Par un pourvoi et un mémoire en réplique, enregistrés les 23 juillet et 11 septembre 2025 au secrétariat du contentieux du Conseil d’Etat, la ministre d’Etat, ministre de l’éducation nationale, de l’enseignement supérieur et de la recherche demande au Conseil d’Etat :
1°) d’annuler cette ordonnance ;
2°) statuant en référé, de rejeter la demande de l’association « Renouveau lycéen » et autres.
Vu les autres pièces du dossier ;
Vu :
- le code de l’éducation ;
- l’arrêté du 16 décembre 2024 fixant les modalités d’élection des représentants des élèves des lycées et des établissements régionaux d’enseignement adapté au Conseil supérieur de l’éducation ;
- le code de justice administrative ;
Après avoir entendu en séance publique :
- le rapport de Mme Catherine Fischer-Hirtz, conseillère d’Etat,
- les conclusions de M. Jean-François de Montgolfier, rapporteur public ;
La parole ayant été donnée, après les conclusions, à la SCP Foussard, Froger, avocat de l’association « Renouveau lycéen », de l’association « Alternative lycéenne », de l’association « Union Syndicale lycéenne", de Mme C… et de M. F… ;
Considérant ce qui suit :
1. Il ressort des pièces des dossiers soumis à la juge des référés du tribunal administratif de Paris que l’élection des représentants des élèves des lycées et des élèves des établissements régionaux d’enseignement adapté (EREA) fréquentant les classes des niveaux correspondant à ceux des lycées au sein du Conseil supérieur de l’éducation (CSE) ainsi que de leurs suppléants a eu lieu dans le cadre d’un vote électronique par internet, qui s’est déroulé du lundi 31 mars à 8 heures (heure de Paris) au lundi 7 avril 2025 à 12 heures (heure de Paris). Par des décisions et un arrêté du 22 avril 2025, la ministre d’Etat, ministre de l’éducation nationale, de l’enseignement supérieur et de la recherche, a, d’une part, proclamé élus, à compter du 1er mai 2025, les représentants des lycéens titulaires et suppléants au sein du CSE et modifié en conséquence l’arrêté du 30 août 2023 portant nomination au Conseil supérieur de l’éducation et, d’autre part, rejeté les recours gracieux formés par l’association « Renouveau lycéen », l’association « Union Syndicale lycéenne », l’association « Alternative lycéenne », Mme C…, M. A… et M. F… lui demandant l’annulation des opérations électorales. Par une ordonnance du 8 juillet 2025, contre laquelle la ministre d’Etat, ministre de l’éducation nationale, de l’enseignement supérieur et de la recherche se pourvoit en cassation, la juge des référés du tribunal administratif a suspendu l’exécution de ces décisions et de cet arrêté.

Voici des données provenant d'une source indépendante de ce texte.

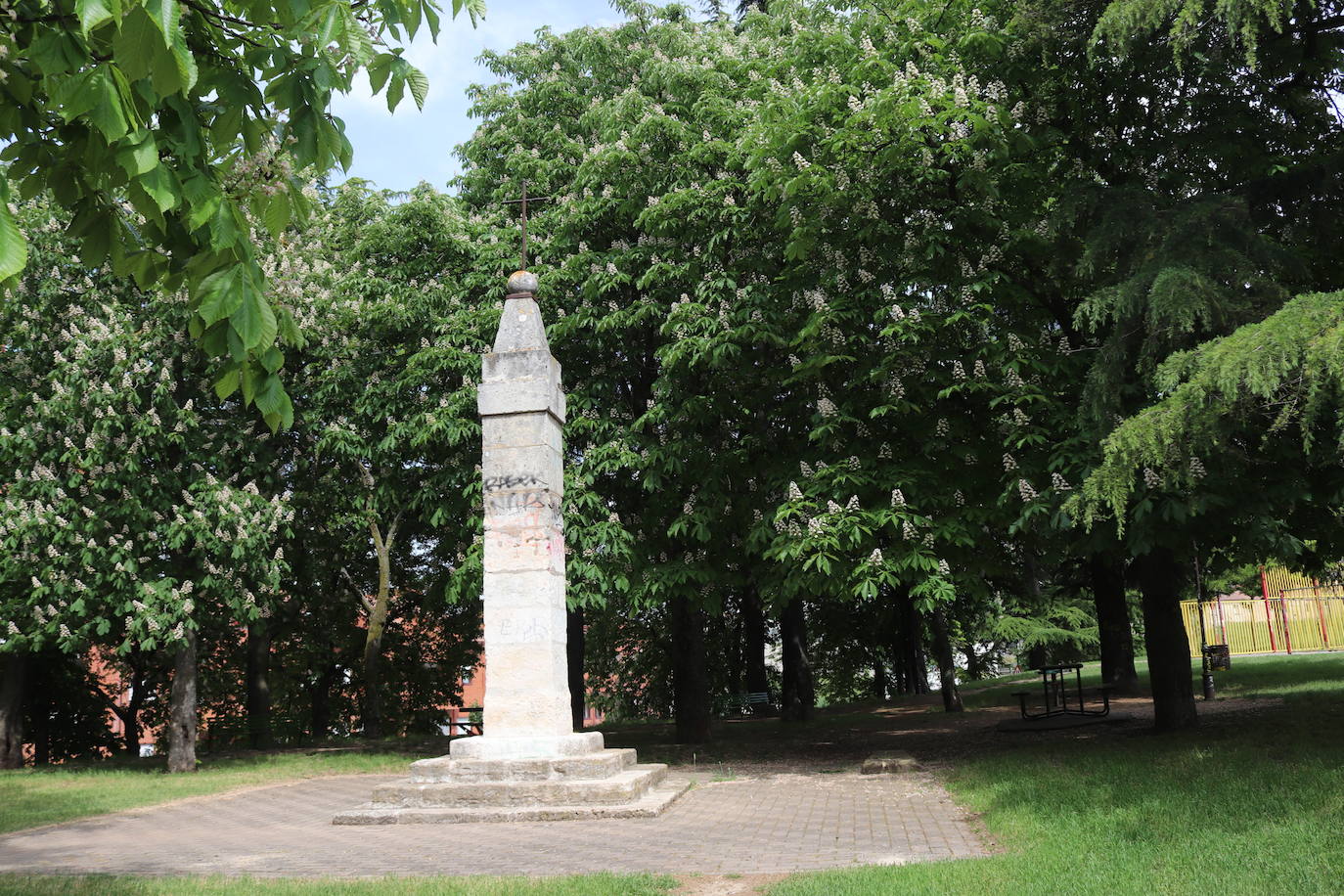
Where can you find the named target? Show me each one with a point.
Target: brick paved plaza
(757, 825)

2. Aux termes du premier alinéa de l’article L. 521-1 du code de justice administrative : « Quand une décision administrative, même de rejet, fait l’objet d’une requête en annulation ou en réformation, le juge des référés, saisi d’une demande en ce sens, peut ordonner la suspension de l’exécution de cette décision, ou de certains de ses effets, lorsque l’urgence le justifie et qu’il est fait état d’un moyen propre à créer, en l’état de l’instruction, un doute sérieux quant à la légalité de la décision. »
3. L’urgence justifie que soit prononcée la suspension d’un acte administratif lorsque l’exécution de celui-ci porte atteinte, de manière suffisamment grave et immédiate, à un intérêt public, à la situation du requérant ou aux intérêts qu’il entend défendre. Il appartient au juge des référés d’apprécier concrètement et objectivement, compte tenu des justifications fournies par le requérant et de l’ensemble des circonstances de l’espèce, si les effets de l’acte litigieux sont de nature à caractériser une urgence justifiant que, sans attendre le jugement de la requête au fond, l’exécution de la décision soit suspendue.
4. Il ressort des énonciations de l’ordonnance attaquée que, pour caractériser l’urgence à suspendre l’exécution des décisions et de l’arrêté proclamant les résultats de l’élection des représentants des élèves des lycées et des élèves des établissements régionaux d’enseignement adapté (EREA) fréquentant les classes des niveaux correspondant à ceux des lycées au sein du Conseil supérieur de l’éducation et en tirant les conséquences sur la composition du CSE à compter du 1er mai 2025, la juge des référés du tribunal administratif de Paris s’est fondée sur la durée de deux ans du mandat des représentants des lycéens au CSE au regard des délais de jugement prévisionnels des requêtes en annulation de près de dix-huit mois et sur l’absence d’intérêt public au maintien des décisions contestées eu égard au rôle essentiellement consultatif du CSE. En estimant que ces circonstances étaient de nature à caractériser une situation d’urgence justifiant que, sans attendre le jugement au fond, l’exécution des décisions litigieuses fût suspendue, alors qu’il ressortait des pièces du dossier qui lui était soumis que la suspension des résultats des élections en cause aurait pour effet de priver les élèves concernés de toute représentation au sein du Conseil supérieur de l’éducation qui se réunit régulièrement et a vocation, en application des dispositions de l’article L. 231-1 du code de l’éducation, à se prononcer sur des projets de textes d’intérêt national concernant l’enseignement et l’éducation, la juge des référés a dénaturé les pièces du dossier.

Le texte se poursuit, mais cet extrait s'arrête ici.